This project has moved and is read-only. For the latest updates, please go here.

CSV format

Nov 7, 2012 at 2:31 PM

I've been trying to use the CsvLoader and have come a bit unstuck.

Where the underlying field is a string, the loader appears the entyr in the CSV file to start with a "'" (single quotation mark).  It then processes the remainder of the string up to the next comma.

If you add a terminating quote this is included in the value in the transient data base.  So

ID, Name, Description

1,Iain,Writer

2,'Iain','Writer'

3,'Iain,'Writer

 

ID 1 causes an exception as a ' is needed to prefix a string.

ID 2  returns Iain' and Writer' as the values in the database

ID 2 puts what you expect in the fields.

This was a bit confusing.  FIrstly, you can have CSV files without using quotes to escape fields.  You have to use quotes if there is a comma in the field, otherwise you don't.  If you do use quotes they should appear at the start and end of the field contents.
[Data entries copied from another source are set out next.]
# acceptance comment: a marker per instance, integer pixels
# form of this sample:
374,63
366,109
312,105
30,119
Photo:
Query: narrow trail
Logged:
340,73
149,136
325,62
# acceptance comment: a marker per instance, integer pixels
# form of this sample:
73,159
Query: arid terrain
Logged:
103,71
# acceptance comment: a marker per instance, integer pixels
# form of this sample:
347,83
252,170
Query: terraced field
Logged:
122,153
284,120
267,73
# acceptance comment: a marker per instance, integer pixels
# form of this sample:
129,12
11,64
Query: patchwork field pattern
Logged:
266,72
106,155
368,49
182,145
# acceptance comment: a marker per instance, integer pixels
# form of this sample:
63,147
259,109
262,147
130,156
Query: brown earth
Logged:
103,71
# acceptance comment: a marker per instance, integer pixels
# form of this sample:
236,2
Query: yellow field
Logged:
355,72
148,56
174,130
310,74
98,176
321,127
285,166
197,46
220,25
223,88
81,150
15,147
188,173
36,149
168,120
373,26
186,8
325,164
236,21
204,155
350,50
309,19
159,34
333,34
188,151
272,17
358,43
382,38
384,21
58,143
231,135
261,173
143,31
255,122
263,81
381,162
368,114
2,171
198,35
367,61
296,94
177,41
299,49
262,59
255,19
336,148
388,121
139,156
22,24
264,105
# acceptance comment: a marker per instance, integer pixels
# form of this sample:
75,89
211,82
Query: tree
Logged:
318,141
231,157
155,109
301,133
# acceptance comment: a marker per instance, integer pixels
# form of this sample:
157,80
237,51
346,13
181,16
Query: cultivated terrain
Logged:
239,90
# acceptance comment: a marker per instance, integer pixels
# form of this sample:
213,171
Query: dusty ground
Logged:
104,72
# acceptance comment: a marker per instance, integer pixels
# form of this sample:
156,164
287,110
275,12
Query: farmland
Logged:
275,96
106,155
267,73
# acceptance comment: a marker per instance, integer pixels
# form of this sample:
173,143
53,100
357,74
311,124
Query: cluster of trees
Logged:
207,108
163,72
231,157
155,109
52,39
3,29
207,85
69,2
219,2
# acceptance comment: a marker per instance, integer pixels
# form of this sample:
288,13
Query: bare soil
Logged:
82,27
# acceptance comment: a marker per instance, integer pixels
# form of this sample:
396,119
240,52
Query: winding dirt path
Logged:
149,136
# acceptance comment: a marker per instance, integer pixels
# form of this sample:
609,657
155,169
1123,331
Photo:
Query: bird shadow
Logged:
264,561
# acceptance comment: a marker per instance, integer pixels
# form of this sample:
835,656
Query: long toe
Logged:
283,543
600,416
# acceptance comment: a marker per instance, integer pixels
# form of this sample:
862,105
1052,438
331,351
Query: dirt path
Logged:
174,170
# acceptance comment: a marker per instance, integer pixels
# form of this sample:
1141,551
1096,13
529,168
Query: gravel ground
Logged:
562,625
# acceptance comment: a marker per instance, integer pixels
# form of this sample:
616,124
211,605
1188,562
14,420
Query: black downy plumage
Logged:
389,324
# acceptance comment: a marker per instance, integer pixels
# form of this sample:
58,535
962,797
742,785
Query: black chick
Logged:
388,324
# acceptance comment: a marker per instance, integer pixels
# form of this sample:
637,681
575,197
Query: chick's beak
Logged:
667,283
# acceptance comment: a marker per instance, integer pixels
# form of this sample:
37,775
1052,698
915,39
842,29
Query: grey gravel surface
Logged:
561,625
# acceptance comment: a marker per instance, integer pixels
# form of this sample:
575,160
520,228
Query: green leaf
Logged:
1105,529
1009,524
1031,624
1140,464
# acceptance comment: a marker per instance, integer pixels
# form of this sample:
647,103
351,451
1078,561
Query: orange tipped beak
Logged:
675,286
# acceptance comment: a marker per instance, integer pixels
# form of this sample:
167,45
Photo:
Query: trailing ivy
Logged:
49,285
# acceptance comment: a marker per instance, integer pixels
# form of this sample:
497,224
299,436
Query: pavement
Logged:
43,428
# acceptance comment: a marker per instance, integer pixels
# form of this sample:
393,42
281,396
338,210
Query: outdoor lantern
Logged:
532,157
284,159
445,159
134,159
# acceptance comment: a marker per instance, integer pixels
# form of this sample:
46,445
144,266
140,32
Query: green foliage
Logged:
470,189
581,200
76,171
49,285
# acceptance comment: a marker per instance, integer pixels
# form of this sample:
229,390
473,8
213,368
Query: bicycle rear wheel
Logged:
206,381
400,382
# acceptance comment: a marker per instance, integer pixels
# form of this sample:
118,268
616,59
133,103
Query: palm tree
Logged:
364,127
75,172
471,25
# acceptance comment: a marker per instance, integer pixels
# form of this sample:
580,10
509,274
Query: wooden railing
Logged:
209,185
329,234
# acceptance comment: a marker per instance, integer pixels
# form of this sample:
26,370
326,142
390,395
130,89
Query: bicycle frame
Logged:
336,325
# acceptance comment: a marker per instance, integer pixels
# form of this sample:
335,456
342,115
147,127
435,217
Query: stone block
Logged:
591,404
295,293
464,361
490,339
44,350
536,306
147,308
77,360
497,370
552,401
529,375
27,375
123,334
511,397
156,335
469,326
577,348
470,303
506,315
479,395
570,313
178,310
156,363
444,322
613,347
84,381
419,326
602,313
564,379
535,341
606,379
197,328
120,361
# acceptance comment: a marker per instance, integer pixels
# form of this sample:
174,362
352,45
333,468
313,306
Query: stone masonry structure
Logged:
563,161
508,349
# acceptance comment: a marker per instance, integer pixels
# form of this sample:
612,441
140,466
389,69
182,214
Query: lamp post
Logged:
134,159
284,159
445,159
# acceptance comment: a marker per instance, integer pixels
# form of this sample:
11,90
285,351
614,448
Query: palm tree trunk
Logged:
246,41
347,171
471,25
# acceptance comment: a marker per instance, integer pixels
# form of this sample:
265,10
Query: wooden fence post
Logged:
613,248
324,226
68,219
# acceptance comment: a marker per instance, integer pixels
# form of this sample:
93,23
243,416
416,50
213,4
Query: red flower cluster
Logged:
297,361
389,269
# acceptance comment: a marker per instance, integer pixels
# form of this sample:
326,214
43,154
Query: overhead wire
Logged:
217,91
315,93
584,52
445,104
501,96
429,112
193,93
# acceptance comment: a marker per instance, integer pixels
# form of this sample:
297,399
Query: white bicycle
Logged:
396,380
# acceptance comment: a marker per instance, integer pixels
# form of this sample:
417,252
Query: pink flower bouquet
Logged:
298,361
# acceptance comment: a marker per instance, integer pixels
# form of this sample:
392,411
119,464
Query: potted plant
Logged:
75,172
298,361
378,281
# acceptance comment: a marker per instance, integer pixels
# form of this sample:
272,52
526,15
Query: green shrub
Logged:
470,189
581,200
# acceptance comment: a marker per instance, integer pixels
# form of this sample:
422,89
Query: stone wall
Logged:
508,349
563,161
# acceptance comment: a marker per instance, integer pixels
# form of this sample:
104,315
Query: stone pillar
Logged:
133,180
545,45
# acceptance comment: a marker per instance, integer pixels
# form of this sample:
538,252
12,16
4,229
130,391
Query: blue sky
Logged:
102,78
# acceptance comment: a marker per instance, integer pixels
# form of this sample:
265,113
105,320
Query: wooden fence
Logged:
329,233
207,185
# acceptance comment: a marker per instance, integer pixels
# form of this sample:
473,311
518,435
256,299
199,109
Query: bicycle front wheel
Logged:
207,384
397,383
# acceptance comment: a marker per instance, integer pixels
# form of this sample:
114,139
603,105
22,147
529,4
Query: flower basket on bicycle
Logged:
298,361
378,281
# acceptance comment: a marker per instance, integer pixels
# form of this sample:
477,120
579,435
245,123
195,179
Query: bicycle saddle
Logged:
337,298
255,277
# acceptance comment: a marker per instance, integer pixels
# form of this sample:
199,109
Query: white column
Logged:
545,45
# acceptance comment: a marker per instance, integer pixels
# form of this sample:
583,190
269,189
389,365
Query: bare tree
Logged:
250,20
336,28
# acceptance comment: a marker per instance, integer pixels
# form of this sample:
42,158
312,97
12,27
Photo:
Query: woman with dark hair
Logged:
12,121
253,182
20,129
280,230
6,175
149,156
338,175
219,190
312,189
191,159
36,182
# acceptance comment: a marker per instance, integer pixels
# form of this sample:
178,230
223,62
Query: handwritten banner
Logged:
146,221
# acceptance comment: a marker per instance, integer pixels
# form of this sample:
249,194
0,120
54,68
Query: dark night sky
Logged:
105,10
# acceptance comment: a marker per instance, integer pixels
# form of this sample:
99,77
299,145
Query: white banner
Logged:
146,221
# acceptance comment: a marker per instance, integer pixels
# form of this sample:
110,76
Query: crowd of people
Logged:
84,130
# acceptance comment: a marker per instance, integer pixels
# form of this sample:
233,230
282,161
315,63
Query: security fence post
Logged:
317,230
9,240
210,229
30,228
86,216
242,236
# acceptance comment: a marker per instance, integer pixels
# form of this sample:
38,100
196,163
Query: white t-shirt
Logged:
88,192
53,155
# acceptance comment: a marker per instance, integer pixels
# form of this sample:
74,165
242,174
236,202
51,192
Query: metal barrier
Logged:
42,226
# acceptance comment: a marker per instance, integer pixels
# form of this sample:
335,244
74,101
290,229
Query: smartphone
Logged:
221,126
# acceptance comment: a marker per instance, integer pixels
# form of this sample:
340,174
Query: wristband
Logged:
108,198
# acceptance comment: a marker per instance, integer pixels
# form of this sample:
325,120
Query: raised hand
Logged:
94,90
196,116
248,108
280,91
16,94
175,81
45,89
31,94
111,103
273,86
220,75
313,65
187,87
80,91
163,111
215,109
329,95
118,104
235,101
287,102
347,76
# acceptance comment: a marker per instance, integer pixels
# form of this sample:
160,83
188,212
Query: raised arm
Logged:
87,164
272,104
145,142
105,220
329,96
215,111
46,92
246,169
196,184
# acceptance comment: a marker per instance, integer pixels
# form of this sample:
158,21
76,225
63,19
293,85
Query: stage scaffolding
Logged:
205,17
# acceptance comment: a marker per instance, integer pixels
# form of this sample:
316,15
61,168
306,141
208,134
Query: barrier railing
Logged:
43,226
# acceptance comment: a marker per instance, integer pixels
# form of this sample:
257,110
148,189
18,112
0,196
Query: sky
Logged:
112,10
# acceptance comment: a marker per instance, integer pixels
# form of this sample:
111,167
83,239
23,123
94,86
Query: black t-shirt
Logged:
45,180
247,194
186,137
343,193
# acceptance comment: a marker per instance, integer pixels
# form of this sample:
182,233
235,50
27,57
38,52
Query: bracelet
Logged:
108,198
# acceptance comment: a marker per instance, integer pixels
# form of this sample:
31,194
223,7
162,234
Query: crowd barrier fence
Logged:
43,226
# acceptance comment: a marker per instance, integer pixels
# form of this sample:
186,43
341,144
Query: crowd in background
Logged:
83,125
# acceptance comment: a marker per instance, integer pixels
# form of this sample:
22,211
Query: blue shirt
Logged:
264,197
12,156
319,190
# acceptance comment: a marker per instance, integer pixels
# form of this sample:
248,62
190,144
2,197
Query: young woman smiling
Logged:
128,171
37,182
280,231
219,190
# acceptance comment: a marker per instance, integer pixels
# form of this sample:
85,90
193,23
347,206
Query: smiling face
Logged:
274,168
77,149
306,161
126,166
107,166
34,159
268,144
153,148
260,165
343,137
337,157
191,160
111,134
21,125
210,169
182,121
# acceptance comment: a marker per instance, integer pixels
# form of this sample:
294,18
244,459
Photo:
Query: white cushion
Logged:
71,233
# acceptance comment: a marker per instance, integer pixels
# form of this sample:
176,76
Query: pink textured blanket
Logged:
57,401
Also, my experience is that the double quote " is the more common delimiter rather than single quote.

I'm using code pulled by Git sometime last week as I'm working with DbContext.

Is this a bug or have I got the wrong end of the stick? :)

 

Iain

 

Nov 7, 2012 at 2:56 PM
Edited Nov 7, 2012 at 4:49 PM

Hello Iain,

This new format/behavior is intentional, but there is no release build that is currently using it. Once it is published, the corresponding tutorial will be updated too. The single quote mark is a prefix character that indicates that the content is a string. This is required because empty string and null are different values and without this indicator the empty value in the CSV file could be interpreted as empty string and null too. But with the addition of ', these values can be represented by "'" and "", respectively.

If you checked the Effort.CsvTool export tool (compile the source), you would see it exports a CSV file with this format:

"ID","Name","Description"
"1","'Iain","'Writer"

The single quote mark does not serve as a delimiter, but as an indicator as I mentioned before. The delimiter is the double quite mark. I have chose the single quote mark for this purpose, because it is used for solving a similar problem is Excel too. However, it is indeed could be confusing, I kindly accept better suggestions.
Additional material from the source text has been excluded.